LR: It was important to show living, breathing survivors. in Pursuit of Venus [infected] relates to an earlier work entitled Native Portraits n.19897, based on 19th-century photographs of Māori sitters. Sydney Parkinson’s iconic head of a New Zealander with a moko or tattooed face is the most reproduced image from the entire archive of European travel and defined the conventions and stereotypes I am hoping to break.
— Lisa ReihanaVideo allows me to look beyond that framework and to show these characters as alive, proud, handsome, and strong.
The soundtrack is an emotional driver; it fills the room with languages, song, and ambient sounds that lull the audience into thinking they are outdoors in this utopian, constructed world. Many people have told me that they’ve cried, and so not only does it attract people into the room, it also elicits empathy — something we need more of these days.
Lisa Reihana, in Pursuit of Venus [infected] (detail), 2015–2017. Ultra HD video, color, 7.1 sound, 64 min. Image courtesy of the artist and New Zealand at Venice. With support of Creative New Zealand and NZ at Venice Patrons and Partners
CS: The work plays with concepts of gender, most visibly in your casting of Cook with a woman actor in the final iteration of the work. What informed that decision?

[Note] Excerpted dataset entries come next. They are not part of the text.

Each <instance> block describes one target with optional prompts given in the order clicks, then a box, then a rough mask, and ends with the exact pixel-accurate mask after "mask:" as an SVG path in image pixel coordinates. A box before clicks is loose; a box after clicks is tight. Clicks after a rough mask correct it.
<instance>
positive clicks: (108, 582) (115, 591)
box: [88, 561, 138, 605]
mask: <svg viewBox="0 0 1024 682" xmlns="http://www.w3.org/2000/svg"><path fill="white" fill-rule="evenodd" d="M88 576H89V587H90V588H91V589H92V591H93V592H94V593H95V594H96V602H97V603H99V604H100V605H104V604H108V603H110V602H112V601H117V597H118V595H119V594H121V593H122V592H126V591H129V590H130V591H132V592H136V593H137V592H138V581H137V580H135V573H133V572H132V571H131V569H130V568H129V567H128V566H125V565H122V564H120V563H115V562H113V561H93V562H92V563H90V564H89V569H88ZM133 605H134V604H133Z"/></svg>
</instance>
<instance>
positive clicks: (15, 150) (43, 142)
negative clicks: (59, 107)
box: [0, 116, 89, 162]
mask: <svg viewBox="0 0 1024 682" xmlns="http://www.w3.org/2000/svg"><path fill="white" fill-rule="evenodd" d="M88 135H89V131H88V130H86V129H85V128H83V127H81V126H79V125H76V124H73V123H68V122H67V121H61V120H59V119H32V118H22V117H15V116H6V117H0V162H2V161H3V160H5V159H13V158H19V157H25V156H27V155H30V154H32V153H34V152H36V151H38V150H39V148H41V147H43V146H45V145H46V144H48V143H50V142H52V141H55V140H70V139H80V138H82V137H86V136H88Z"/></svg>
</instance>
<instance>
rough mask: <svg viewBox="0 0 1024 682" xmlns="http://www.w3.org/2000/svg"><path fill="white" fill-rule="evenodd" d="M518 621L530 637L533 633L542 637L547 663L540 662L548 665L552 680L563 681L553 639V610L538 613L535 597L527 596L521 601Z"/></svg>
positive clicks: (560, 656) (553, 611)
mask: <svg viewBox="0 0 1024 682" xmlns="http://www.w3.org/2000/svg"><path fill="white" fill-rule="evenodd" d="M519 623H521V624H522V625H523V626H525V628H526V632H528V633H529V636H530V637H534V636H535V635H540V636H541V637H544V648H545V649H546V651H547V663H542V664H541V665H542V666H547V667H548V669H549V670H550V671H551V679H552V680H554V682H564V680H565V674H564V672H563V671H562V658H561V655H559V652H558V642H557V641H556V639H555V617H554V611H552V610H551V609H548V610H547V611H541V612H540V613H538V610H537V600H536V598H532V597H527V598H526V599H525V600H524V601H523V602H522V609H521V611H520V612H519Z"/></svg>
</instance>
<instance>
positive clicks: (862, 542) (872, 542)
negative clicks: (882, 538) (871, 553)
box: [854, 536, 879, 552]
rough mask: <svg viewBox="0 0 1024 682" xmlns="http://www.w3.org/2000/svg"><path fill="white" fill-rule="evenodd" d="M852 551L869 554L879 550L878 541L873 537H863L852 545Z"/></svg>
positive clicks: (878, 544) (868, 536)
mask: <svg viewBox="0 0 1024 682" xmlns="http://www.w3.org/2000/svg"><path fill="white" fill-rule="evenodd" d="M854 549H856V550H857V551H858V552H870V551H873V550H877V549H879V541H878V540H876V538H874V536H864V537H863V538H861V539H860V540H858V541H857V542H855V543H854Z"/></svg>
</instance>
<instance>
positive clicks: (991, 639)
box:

LR: There are a series of vignettes in the work that look at gender politics and different ways of viewing roles. When you read some of the journal accounts by botanist Joseph Banks, Cook, and other explorers of the period, you can read between the lines and see how Pacific people were playing with the visitors to their shores. There’s a funny account about Banks being sent a boy for nightly activities more than once. And as Cook wore breeches covering his genitals, there was uncertainty about his gender. There is a fluidity around gender roles in Pacific societies, so I wanted to signal this in the work as these issues are as important today . . . perhaps more so.
CS: How is time configured in in Pursuit of Venus [infected]?
LR: Even though this work uses Les Sauvages de la Mer Pacifique and historical stories as a starting point, it is a contemporary work of digital art that addresses current concerns. The loop is seamless and endless. I quote anthropologist Nicholas Thomas: “Reenactment necessarily places us, in some sense, ‘after the fact’: it creates a space of theatricality, continuity, discontinuity, and confusion, while always begging the question, ‘Is this present staging of the past, how it was?’ Yet in Pursuit of Venus [infected] overtly infects the past with what are simply performances that Islanders can and do engage in today. In one sense, the work is unambiguous: Oceania is the locus of creativity, the realm of life and art in the present.”
Interview by Claudia Schmuckli, Curator in Charge, Contemporary Art and Programming
Lisa Reihana’s installation in Pursuit of Venus [infected] is on view at the de Young through January 5, 2020.